Peter Bosz kijkt tevreden terug op afgelopen zondag. In speelronde 33 gebeurde eigenlijk waar niemand meer rekening mee hield: Feyenoord verloor en Ajax won, waardoor de Amsterdammers nog mogen hopen op een eventuele titel. Ook al is deze kans klein. “Het werd natuurlijk een zondag die de meeste mensen zich anders hadden voorgesteld. Zij zouden kampioen worden, maar dat gebeurde uiteindelijk niet. Wij moesten winnen van Go Ahead om de tweede plaats veilig te stellen. Dat is wat we gedaan hebben, maar gaandeweg de wedstrijd kregen we door wat er in Rotterdam gebeurde. Het was voor ons een aangename verrassing”, laat de hoofdtrainer aan Ajax TV weten.
Zondag kregen veel spelers rust, waardoor er een aantal talenten in de basis konden starten. Toch speelden er ook een aantal wat meer ‘ervaren’ spelers mee, zoals Davy Klaassen, Jairo Riedewald, Nick Viergever, Joël Veltman en Kasper Dolberg. “Ik vond dat we ook wat meer ervaring in het elftal moesten hebben. Om de jonge jongens te kunnen begeleiden. Daarom wilde ik dat Davy ging spelen en in de rust hebben we hem gewisseld. Dat waren we van te voren al van plan, zoals we dat ook met Kasper hebben gedaan.”

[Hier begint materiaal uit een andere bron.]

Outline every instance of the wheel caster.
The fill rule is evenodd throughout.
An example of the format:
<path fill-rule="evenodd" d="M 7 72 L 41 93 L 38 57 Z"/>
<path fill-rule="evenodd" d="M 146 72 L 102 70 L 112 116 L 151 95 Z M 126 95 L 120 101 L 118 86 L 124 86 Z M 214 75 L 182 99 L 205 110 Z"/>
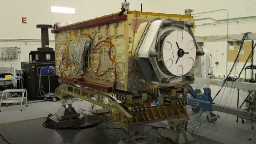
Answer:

Over de wedstrijd zelf was Bosz eigenlijk minder tevreden: “Ik vond niet dat we een goede wedstrijd speelden. We hebben gedaan wat we moesten doen, maar ik denk dat we beter kunnen voetballen dan we gistermiddag hebben gedaan. Ik vond het tempo op een gegeven te laag worden, waardoor Go Ahead op de been kon blijven. We hadden meer moeten en kunnen scoren. Je zult in een hoger tempo moeten spelen, omdat ze kapot te spelen. Dat hebben we bij vlagen wel gedaan, maar bij vlagen ook niet. Ik zie wel steeds vaker aan het team dat ze door willen gaan met scoren en niet tevreden zijn met maar een doelpunt, bijvoorbeeld. Ze voelen steeds beter aan wanneer ze door kunnen drukken.”